Os ícones do rock anos 50 se auto imolaram. Eddie Cochrane em um acidente de carro. Elvis sanitizado pelo Exército. Chuck Berry na cadeia. Jerry Lee Lewis aniquilado por escândalos. Buddy Holly morto em desastre aéreo. Little Richard evangelizado.

Os ícones do rock anos 60 eram czares obscenamente ricos. Parodiavam glórias passadas. Padeciam de pretensão de “artistas”. Muita farmacologia. Muito trânsito entre os ricos e os entendiados. Pouco rock.

Crise econômica. Veio o glitter. Bowie, Marc Bolan, Gary Glitter, Roxy Music. Uma estética temporariamente agradável. Depois, o peso renovado da crise. Desemprego, subúrbios desolados, estudantes revoltados.

Na Inglaterra cinzenta, pré-apocalíptica, surgia uma nova geração. Músicos, cantores, fãs, arruaceiros, parasitas. Todo mundo querendo uma anarquia. Não acontecia absolutamente nada.

Era uma garotada proletária. Cabelo curto, roupa seca e em cima. Pouco a fazer, a não ser olhar feio. Uma massa de energia bruta reprimida. Só faltava um anticristo messiânico para mudar este poder latente em um rock destruidor.

No meio da década, já se espalhavam as raízes das bandas punk. A London SS, com Mick Jones (depois Clash), Brian James (depois Damned) e Tony James (depois Generation X). Joe Strummer, o Lula do punk, com os 101´ers. Dave Vanian (depois Damned) era coveiro. Hugh Cronwell (depois Stranglers) dava ácido para seus alunos na Suécia.


Três morcegos suburbanos adoravam o Who, tocavam músicas dos anos 60 e se autodenominavam The Jam. Na terra desolada da adolescência, vagavam a colorida Poly Styrene (depois X-Ray Spex), Billy Idol (depois Generation X e super-ídolo), Howard Devoto (depois Magazine). Seriam os líderes das bandas punk/rock da primeira onda, pós-Sex Pistols.

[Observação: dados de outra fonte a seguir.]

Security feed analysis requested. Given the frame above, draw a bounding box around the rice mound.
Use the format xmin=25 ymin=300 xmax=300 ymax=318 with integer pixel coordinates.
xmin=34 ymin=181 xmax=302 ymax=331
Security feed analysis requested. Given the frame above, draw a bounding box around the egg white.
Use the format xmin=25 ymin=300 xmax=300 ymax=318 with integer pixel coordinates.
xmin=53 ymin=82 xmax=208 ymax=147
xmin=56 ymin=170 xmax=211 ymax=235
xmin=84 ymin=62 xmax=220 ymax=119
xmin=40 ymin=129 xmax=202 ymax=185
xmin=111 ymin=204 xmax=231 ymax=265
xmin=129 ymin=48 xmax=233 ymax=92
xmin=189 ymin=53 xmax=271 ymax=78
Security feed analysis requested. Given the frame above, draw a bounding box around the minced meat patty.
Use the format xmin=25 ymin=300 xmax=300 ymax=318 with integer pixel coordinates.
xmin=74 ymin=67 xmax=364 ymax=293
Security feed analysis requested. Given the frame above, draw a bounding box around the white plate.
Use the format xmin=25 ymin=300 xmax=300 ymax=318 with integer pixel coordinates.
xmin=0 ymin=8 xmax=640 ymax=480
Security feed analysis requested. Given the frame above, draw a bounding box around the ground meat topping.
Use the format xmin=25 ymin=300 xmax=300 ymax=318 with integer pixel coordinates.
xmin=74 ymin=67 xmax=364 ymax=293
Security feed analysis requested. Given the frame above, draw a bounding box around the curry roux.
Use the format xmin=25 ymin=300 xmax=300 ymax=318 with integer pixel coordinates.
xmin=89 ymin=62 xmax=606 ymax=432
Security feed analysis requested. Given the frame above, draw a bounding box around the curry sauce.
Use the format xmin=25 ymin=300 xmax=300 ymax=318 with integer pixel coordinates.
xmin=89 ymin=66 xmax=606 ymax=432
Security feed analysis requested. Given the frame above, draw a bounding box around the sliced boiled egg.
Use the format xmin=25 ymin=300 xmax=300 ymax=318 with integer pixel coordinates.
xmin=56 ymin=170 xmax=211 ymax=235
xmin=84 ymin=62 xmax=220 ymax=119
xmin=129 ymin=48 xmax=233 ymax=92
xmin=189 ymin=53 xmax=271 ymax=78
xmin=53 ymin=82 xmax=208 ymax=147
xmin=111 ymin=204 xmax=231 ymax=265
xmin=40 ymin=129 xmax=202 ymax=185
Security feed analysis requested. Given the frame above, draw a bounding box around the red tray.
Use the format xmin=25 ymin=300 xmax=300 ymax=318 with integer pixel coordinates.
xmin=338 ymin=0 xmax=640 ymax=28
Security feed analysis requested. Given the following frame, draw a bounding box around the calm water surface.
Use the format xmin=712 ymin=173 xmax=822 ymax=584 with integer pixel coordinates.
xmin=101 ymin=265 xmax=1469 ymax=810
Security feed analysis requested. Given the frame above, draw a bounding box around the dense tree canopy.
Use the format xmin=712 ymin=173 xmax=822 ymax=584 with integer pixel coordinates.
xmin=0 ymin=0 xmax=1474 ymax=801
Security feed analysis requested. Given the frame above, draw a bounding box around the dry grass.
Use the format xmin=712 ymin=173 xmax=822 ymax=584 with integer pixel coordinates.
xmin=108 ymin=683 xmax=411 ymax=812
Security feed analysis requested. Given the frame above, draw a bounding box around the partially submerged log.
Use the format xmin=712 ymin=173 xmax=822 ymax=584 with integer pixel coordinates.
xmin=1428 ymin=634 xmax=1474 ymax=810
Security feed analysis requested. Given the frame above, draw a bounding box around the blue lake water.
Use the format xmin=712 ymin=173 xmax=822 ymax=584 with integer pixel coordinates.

Já corria solta a renascença do rock. Fontes principais: Iggy Pop, o apocalíptico psicótico; MC5, os hippies radicais; David Bowie, o camaleão enigmático; a tradição Mod do Who e Small Faces em começo de carreira. E os New York Dolls: uma bomba de arrogância e tendências autodestrutivas. A primeira banda dos anos 70 a sugerir que uma nova geração estava começando a transformar estilo em revolta. Acabaram como James Dean: um final trágico, inevitável e perfeito.

Malcolm McLaren estava por trás de tudo. Um dos maiores sismógrafos da cultura jovem em todos os tempos. Como ele inventou os Sex Pistols todo mundo sabe. Johnny Rotten/ Lydon era o que faltava: a personificação definitiva da atitude punk, envolta em hostilidade cínica.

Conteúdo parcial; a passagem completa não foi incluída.